One of the first things I noticed was that UBC has finally figured out that it is damn hard to find anything on campus if you’re not a regular student. (Even today, I encountered a very lost Asian man looking for a building whose name started with “L”. Hmm…) From the bus loop, there were maps and numerous signs directing people to the museum.

The museum is located within the Beaty Biodiversity Centre, a multidisciplinary research institution situated between the Aquatic Ecosystems Research Laboratories (AERL) and the Food, Nutrition and Health (FNH) buildings. From the road, the whale skeleton is visible – it is a mammoth 25m long and hangs suspended in a giant glass atrium.

Inside, there was a long line up of amateur photographers, families and science enthusiasts jostling for the best view. The whale is visible from a full 360 degrees, thanks to a cleverly designed descending ramp.

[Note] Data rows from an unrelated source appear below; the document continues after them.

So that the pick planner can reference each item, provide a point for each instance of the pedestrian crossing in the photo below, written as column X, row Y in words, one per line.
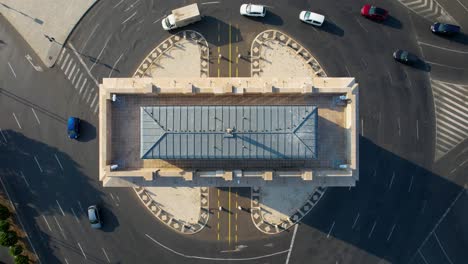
column 451, row 110
column 76, row 73
column 429, row 9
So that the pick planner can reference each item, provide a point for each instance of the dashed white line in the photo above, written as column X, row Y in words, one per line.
column 12, row 71
column 372, row 230
column 355, row 221
column 391, row 232
column 82, row 251
column 47, row 223
column 37, row 118
column 441, row 247
column 411, row 183
column 331, row 229
column 129, row 18
column 105, row 254
column 37, row 162
column 292, row 243
column 17, row 122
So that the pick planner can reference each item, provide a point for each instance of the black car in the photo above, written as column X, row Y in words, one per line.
column 405, row 57
column 445, row 29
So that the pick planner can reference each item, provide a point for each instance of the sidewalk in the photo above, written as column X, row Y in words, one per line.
column 34, row 20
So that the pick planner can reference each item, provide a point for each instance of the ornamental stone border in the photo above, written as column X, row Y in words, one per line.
column 275, row 228
column 168, row 219
column 275, row 35
column 169, row 43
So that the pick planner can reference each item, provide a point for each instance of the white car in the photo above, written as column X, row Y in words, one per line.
column 311, row 18
column 253, row 10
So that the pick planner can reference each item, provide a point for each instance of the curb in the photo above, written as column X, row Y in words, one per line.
column 169, row 43
column 276, row 228
column 168, row 219
column 275, row 35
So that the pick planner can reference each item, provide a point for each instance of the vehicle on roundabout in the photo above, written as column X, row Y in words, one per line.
column 374, row 12
column 73, row 127
column 445, row 29
column 405, row 57
column 311, row 18
column 182, row 16
column 94, row 217
column 253, row 10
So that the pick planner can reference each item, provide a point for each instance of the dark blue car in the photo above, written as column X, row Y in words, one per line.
column 73, row 127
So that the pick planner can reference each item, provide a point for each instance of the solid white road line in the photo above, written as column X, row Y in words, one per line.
column 17, row 121
column 355, row 221
column 331, row 229
column 292, row 243
column 47, row 223
column 105, row 254
column 391, row 232
column 441, row 247
column 411, row 183
column 82, row 251
column 37, row 162
column 19, row 219
column 12, row 71
column 58, row 161
column 82, row 63
column 215, row 259
column 372, row 230
column 37, row 118
column 60, row 207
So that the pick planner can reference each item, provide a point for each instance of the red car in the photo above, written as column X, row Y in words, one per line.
column 373, row 12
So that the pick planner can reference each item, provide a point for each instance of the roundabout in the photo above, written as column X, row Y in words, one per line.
column 407, row 207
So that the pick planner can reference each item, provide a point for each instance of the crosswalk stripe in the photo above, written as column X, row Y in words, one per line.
column 65, row 61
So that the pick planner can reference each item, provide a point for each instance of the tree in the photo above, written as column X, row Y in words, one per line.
column 8, row 239
column 4, row 225
column 4, row 212
column 21, row 259
column 16, row 250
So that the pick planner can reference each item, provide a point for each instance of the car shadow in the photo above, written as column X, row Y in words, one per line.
column 330, row 27
column 87, row 131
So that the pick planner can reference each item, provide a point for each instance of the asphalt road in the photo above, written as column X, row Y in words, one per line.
column 406, row 208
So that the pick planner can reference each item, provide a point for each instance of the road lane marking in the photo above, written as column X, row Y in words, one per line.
column 391, row 232
column 331, row 228
column 292, row 243
column 37, row 118
column 129, row 18
column 47, row 223
column 37, row 162
column 17, row 121
column 105, row 254
column 441, row 247
column 26, row 181
column 215, row 259
column 372, row 230
column 355, row 221
column 12, row 71
column 82, row 251
column 61, row 210
column 58, row 161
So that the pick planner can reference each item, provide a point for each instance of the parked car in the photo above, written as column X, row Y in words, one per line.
column 405, row 57
column 73, row 127
column 311, row 18
column 374, row 12
column 445, row 29
column 253, row 10
column 93, row 216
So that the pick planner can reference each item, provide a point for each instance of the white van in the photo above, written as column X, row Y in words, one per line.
column 311, row 18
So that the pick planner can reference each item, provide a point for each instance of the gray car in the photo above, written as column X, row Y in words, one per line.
column 93, row 216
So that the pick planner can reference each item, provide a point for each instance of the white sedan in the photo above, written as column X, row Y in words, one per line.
column 311, row 18
column 253, row 10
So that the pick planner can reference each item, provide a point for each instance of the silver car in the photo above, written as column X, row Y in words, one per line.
column 93, row 216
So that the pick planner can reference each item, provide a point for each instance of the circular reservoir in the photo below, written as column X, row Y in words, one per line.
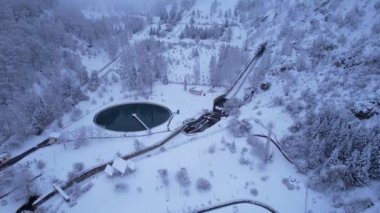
column 120, row 117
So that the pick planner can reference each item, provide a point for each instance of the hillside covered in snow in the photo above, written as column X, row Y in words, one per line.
column 258, row 106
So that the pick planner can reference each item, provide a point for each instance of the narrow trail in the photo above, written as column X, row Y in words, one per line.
column 237, row 202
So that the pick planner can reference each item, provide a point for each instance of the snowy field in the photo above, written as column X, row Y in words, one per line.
column 201, row 170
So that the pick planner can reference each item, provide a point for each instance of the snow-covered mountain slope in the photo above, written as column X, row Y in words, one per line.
column 321, row 56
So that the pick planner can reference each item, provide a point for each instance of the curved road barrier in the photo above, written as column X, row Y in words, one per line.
column 237, row 202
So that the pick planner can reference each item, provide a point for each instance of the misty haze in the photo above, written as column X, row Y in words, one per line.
column 150, row 106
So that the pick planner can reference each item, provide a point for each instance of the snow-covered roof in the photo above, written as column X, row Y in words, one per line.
column 54, row 135
column 120, row 164
column 131, row 165
column 109, row 170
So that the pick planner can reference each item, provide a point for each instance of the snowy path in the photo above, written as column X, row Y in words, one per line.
column 242, row 78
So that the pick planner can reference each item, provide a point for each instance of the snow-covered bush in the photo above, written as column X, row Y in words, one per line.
column 320, row 48
column 183, row 178
column 94, row 81
column 239, row 128
column 19, row 178
column 40, row 164
column 203, row 185
column 254, row 192
column 138, row 145
column 76, row 114
column 78, row 190
column 258, row 148
column 231, row 106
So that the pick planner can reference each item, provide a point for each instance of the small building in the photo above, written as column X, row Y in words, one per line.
column 196, row 91
column 109, row 170
column 65, row 196
column 120, row 165
column 4, row 157
column 53, row 138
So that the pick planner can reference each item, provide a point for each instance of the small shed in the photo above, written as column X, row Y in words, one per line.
column 53, row 138
column 109, row 170
column 4, row 157
column 195, row 91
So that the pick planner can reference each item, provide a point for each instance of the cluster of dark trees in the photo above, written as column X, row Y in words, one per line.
column 40, row 67
column 224, row 69
column 203, row 33
column 142, row 65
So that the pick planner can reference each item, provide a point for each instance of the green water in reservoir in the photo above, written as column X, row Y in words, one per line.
column 119, row 117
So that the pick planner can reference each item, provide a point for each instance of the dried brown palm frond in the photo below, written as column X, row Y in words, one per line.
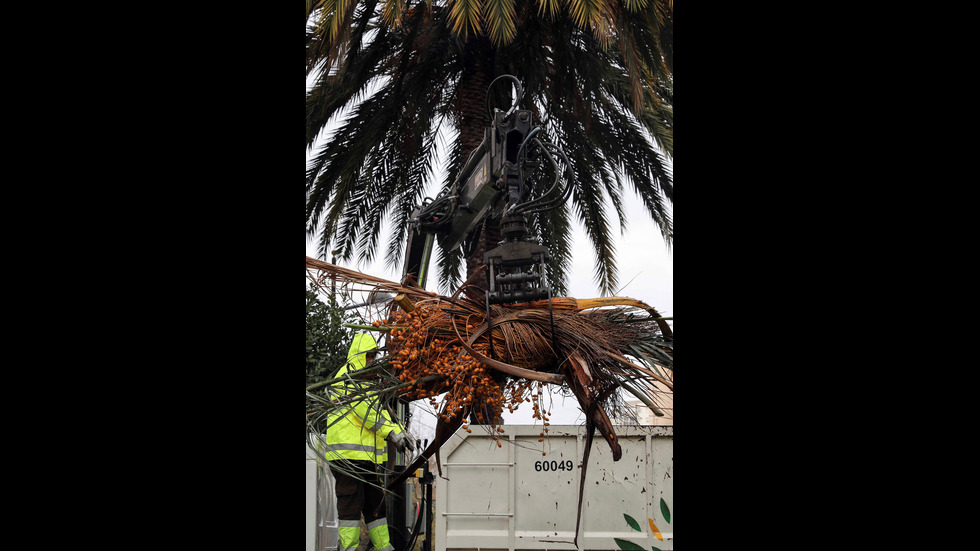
column 588, row 347
column 485, row 358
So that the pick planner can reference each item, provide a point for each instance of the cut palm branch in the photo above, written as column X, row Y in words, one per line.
column 445, row 346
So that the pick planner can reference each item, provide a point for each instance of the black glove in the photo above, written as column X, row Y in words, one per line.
column 401, row 440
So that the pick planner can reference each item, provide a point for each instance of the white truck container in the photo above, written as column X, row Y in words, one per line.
column 514, row 498
column 321, row 505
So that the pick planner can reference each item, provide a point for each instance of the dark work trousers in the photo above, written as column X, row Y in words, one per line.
column 361, row 493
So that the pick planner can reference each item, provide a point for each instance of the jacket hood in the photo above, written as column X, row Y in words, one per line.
column 361, row 344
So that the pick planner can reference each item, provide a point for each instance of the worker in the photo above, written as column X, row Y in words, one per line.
column 355, row 447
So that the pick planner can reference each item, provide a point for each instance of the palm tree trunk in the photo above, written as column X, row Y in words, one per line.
column 471, row 111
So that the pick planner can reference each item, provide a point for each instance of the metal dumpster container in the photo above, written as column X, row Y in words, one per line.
column 321, row 505
column 512, row 497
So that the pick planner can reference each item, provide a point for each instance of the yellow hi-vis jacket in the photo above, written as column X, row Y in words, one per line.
column 358, row 431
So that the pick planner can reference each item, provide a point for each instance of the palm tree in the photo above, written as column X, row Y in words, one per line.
column 393, row 76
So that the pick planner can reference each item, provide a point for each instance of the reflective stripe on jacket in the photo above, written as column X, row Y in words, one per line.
column 358, row 432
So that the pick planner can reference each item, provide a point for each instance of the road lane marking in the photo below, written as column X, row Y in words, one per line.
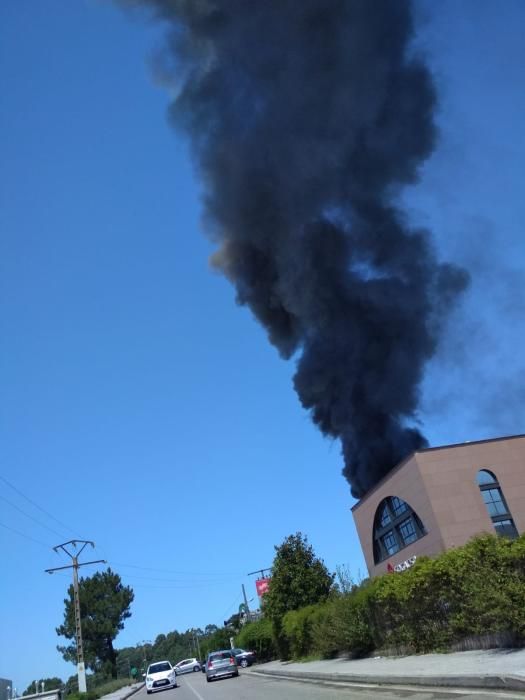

25m long blue whale skeleton hanging in the Beaty Biodiversity Museum at UBC

At the bottom of the atrium were displays of selected specimens from the various collections housed in the museum, including mounted and unmounted birds (Wilsonia species, flightless cormorant), small mammals (weasels, chinchillas), skulls from various antlered species, an incredibly well preserved turtle, and some GIANT bugs. While impressive, I was a little disappointed at the relatively few items on display. I hope the finished museum will feature more specimens – I saw no pelts (the Vertebrate collection has a beautiful tiger pelt which was donated privately, for example), and very few plant, fish and invertebrate representatives.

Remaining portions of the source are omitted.